You know that feeling when you’re in a room and realize that your ideas won’t be well-received, even before you finish speaking? No one openly disagrees with you; the conversation moves on as if nothing is wrong. However, after paying attention for a long time, you start to recognize the signs and can’t ignore them anymore.
I work in a creative industry, one that positions itself around culture and warmth. On the surface, that’s accurate. The aesthetic is there, and so is the community behind it. But in the years I’ve been in this space, I have often been the only Black person in the room. I’ve watched how ideas move; whose suggestions get considered and carried forward, and whose don’t. I’ve sat in rooms where we talk about expansion and reaching new audiences while at the same time, the range of perspectives remains extremely narrow.
I’ve made suggestions. I’ve raised questions about who we center, who we invite in, and who we’re actually building for. I’ve brought names of chefs, creatives, and collaborators; all people of color doing serious and meaningful work who could expand not just our reach but the integrity of what we say we are. I’ve pointed to the gap between what we claim to value and what our choices actually reflect. And those ideas didn’t move forward; they weren’t taken seriously enough to act on.
This kind of dismissal leaves you with nothing tangible to address; it’s just a series of moments that form a pattern you can no longer ignore. Over time, you realize you’ve been giving something valuable that’s gone unappreciated.
It makes you question what is actually being heard and what your presence is really for. Whether you are valued in a space or simply useful to it, and whether you’ve been too willing to accept one as the other. I’m at a point in my career where I cannot pretend to not see that difference. It’s clarifying to realize that there are spaces that are comfortable in their own perspective.
Now I ask myself what it means for me to keep being part of it? What does it mean to contribute to something that doesn’t reflect what I know is possible? I share ideas based on my experiences, but I see them fade away when they run up against what is already established and familiar, which has never had to prove itself as I have. Also, what does my choice to stay say about me? What am I prepared to accept? How am I choosing to spend my energy? What are the conflicts between my values and my presence in a space that was not made for either?

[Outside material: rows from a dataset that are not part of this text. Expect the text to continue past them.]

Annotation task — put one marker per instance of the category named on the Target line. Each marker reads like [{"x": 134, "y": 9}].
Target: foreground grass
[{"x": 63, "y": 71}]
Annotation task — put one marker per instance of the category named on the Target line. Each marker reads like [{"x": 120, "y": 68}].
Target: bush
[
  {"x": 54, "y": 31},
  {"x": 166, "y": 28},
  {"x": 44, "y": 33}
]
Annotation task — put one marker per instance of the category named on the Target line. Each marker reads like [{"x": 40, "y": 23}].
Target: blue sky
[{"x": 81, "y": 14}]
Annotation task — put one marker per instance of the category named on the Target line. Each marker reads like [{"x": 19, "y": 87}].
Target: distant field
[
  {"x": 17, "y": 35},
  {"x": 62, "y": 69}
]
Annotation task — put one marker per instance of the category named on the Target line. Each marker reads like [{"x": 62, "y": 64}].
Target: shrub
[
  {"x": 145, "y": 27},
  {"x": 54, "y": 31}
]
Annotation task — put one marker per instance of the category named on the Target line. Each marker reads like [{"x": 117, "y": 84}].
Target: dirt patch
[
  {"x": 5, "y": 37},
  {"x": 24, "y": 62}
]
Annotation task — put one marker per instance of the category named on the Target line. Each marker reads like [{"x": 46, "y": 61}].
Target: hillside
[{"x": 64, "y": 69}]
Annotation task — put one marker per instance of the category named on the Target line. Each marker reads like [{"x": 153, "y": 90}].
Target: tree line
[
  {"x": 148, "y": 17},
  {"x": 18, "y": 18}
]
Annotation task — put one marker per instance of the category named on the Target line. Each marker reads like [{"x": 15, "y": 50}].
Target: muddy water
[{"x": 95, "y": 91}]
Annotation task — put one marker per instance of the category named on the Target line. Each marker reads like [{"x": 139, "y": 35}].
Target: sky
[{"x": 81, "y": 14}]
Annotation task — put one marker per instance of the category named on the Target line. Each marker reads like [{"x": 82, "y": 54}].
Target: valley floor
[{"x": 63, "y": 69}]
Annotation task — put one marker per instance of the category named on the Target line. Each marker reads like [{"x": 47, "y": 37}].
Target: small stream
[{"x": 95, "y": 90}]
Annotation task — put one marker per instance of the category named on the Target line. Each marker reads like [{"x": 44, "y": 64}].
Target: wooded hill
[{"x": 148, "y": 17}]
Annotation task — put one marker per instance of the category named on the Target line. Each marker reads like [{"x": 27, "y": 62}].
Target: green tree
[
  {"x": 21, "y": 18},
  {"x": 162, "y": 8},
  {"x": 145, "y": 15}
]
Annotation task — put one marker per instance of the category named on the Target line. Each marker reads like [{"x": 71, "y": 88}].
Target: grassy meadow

Right now, I don’t have all the answers. I’m still figuring things out. I’ve also realized that staying in my current situation isn’t as simple as it seems. And I also don’t think I’m the only one experiencing this.
Maybe you’ve felt it too. In a job, a relationship, or a community you’ve poured yourself into. That discomfort of showing up fully in a space that only receives you partially. And of staying, not because it’s right, but because leaving feels like the harder question to answer. That disconnect is real! It’s telling us about what we value, what we’ve been observing, and what we’re no longer willing to accept as the price of belonging somewhere. At least that part, I’m clear on.